In spite of the lower segments witnessing a decline in the popularity of diesel-powered vehicles, the oil burners continue to be a popular option for those with high monthly usage of the car. That said, there have been many myths and misconceptions about diesel cars. Here are the most common of them -
Not fun to drive
This isn't true. Petrol engines, by the nature of their design, do rev higher, but, in most cases, it's actually the low-end torque that can really make the daily driving more fun. All diesel engines have a higher torque output than their petrol counterparts. Oil-burners that have a well-controlled turbo lag are often quicker off the block than their petrol-sipping sibling. Petrol cars generally have higher torque at high engine speeds, but for the most part, it's the low-end and the mid-range of the engine that is utilised, thereby making diesel cars offer better in-gear acceleration than their petrol counterparts.
Need to be used daily
This is one of the biggest misconceptions about diesel vehicles. The diesel engine technology has come a long way in the last two decades, and modern oil-burners are much more reliable and user-friendly than the earlier versions. Today, you can keep a diesel car parked for days and resume its usage once the need arises. While it's true that earlier, diesel engine parts required to be run regularly, same isn't the case anymore.

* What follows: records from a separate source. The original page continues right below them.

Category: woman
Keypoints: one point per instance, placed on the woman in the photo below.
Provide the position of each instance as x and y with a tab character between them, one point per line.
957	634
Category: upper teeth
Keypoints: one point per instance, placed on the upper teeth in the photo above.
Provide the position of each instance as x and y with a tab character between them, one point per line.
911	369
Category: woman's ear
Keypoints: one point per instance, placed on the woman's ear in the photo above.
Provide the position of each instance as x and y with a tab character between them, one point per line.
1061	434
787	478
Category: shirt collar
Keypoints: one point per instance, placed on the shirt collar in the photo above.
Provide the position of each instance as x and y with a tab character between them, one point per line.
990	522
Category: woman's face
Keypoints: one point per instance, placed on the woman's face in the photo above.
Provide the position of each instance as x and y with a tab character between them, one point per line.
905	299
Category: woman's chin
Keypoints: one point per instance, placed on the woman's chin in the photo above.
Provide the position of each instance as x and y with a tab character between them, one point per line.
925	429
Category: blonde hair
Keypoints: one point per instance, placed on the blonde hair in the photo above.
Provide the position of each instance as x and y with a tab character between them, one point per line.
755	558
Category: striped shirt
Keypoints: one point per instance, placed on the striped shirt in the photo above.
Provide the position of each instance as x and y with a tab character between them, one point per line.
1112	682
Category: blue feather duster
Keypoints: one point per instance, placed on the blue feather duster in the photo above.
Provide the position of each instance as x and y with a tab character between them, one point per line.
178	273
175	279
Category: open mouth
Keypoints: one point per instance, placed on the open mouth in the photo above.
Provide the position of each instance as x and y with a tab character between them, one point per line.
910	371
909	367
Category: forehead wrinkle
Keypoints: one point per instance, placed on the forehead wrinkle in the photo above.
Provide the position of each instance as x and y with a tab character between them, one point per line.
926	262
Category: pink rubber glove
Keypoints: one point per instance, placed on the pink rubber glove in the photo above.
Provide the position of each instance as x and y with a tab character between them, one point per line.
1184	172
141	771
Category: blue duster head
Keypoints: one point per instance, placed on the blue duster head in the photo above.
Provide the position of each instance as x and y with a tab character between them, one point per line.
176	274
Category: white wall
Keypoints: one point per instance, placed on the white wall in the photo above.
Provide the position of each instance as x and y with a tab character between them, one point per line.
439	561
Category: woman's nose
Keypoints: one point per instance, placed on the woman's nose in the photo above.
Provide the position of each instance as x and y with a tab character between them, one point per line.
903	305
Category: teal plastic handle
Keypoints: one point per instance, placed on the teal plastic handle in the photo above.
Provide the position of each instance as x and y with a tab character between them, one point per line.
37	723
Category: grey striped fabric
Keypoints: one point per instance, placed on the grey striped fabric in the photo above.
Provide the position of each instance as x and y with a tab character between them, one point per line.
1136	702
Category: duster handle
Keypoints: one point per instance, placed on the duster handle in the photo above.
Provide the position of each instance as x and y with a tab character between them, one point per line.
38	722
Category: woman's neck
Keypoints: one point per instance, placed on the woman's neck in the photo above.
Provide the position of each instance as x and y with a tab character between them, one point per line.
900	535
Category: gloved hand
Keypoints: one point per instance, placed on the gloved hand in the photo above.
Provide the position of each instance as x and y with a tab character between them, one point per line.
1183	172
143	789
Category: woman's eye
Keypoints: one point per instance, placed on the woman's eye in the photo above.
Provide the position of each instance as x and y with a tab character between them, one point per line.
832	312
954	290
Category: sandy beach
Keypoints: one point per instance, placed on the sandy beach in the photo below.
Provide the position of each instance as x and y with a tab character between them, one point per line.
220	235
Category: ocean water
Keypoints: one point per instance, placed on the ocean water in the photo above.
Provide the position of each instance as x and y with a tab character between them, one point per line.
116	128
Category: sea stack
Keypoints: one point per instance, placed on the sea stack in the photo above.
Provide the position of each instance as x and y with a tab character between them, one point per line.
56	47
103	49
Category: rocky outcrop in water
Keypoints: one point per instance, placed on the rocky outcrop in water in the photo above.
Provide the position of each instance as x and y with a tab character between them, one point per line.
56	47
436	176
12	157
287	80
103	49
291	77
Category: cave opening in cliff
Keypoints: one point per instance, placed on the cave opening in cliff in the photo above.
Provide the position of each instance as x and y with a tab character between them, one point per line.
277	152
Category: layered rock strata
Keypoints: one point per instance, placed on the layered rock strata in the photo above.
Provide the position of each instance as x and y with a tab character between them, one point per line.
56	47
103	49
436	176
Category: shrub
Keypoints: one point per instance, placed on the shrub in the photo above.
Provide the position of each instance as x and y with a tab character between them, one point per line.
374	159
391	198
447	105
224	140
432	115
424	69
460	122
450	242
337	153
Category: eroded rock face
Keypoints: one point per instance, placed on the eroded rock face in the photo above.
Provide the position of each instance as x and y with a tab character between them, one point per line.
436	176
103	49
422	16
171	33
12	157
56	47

Diesel engines lead to huge money savings
This is again no longer true. Until a few years ago, the price difference between petrol and diesel was in the tune of INR 15. Today, however, this gap has reduced to less than INR 5. In fact, in some states, diesel is costlier than petrol. The lower difference between the prices of gasoline and diesel has minimised the money savings from using the latter. It may be noted that diesel engine variants cost up to INR 1 lakh more than their petrol versions. Hence, with the reduced cost difference between the fuel prices, it has become increasingly difficult for diesel car owners to recover the higher initial cost. Moreover, many mainstream diesel cars will get up to INR 2.5 lakh costlier with the advent of the BSVI-compliant engines, which makes buying a diesel-powered vehicle not a financially wise idea.
Diesel cars have the highest fuel efficiency
This is only partially true. Most diesel-powered vehicles in the mainstream car market return an ARAI-certified fuel efficiency of over 20 kmpl, which makes them more frugal than their petrol models. In the premium segments, however, it's actually the petrol-hybrids that offer the highest fuel efficiency. For instance, the Volvo XC90 T8 hybrid has an ARAI-rated fuel efficiency of 42 km/l, while the petrol version offers merely 17.2 km/l in the ARAI test cycle.
Diesel cars perform their best on the highways
This is another common misconception about diesel vehicles. It's true that diesel-powered motors can offer you a pleasant cruising experience on open roads, but modern oil-burners are even quite good in the urban environment. The concentration of torque in the low-end of the rev range makes driving a diesel car very easy to operate. A decent low and mid-range torque leads to lesser gearshifts, which makes them much more comfortable to drive in bumper to bumper traffic.
Higher altitudes are a problem for diesel cars
It's not true that petrol cars perform better than diesel alternatives at higher elevations. In the mountains, where the air becomes thin, the air-fuel ratio runs richer. While petrol vehicles struggle to work correctly while running rich, a turbocharged diesel engine can perform better.
Diesel automatic models are not affordable
Until a few years ago, mainstream cars were not available with an automatic transmission option with the diesel engine. Today, however, the market scenario has changed with the advent of the AMT technology. Many diesel-powered cars, including the likes of Maruti Swift and Tata Nexon, offer optional AMTs, which are only marginally pricier than their manual counterparts and are even easy to maintain.
Spark plugs of diesel engines require regular attention
This can't be further from the truth. Diesel engines do not feature spark plugs. They use highly compressed hot air to ignite the fuel rather than using a spark (compression ignition instead of spark ignition).
Diesel cars are SLOW
With the introduction of common rail technology, diesel-powered vehicles are no longer slow or lethargic. Today, we have many mainstream diesel cars like Ford Figo, VW Ameo, Hyundai Creta, and VW Polo GT TDI, which can easily outperform a similarly priced petrol model.
Diesel motors have become a lot more powerful and efficient since the days of the In-Direct Injection technology. Most diesel-powered models today have a significant performance advantage over petrol cars, which is mostly due to the higher torque on offer. To put things in perspective, both petrol and diesel variants of the Tata Nexon offer a maximum power of 108.5 bhp, but the former provides a peak torque of 170 Nm, while the latter offers 260 Nm. This makes the oil-burner-equipped Nexon faster than its petrol-sipping sibling.
Diesel vehicles pollute more
This is no longer true. Modern diesel engines are as clean as their petrol counterparts. While it's true that they have a higher NOx and particulate emission, they produce lower CO2 than their petrol alternatives. Overall, the pollution caused by a diesel engine is quite similar to that of a comparable petrol engine.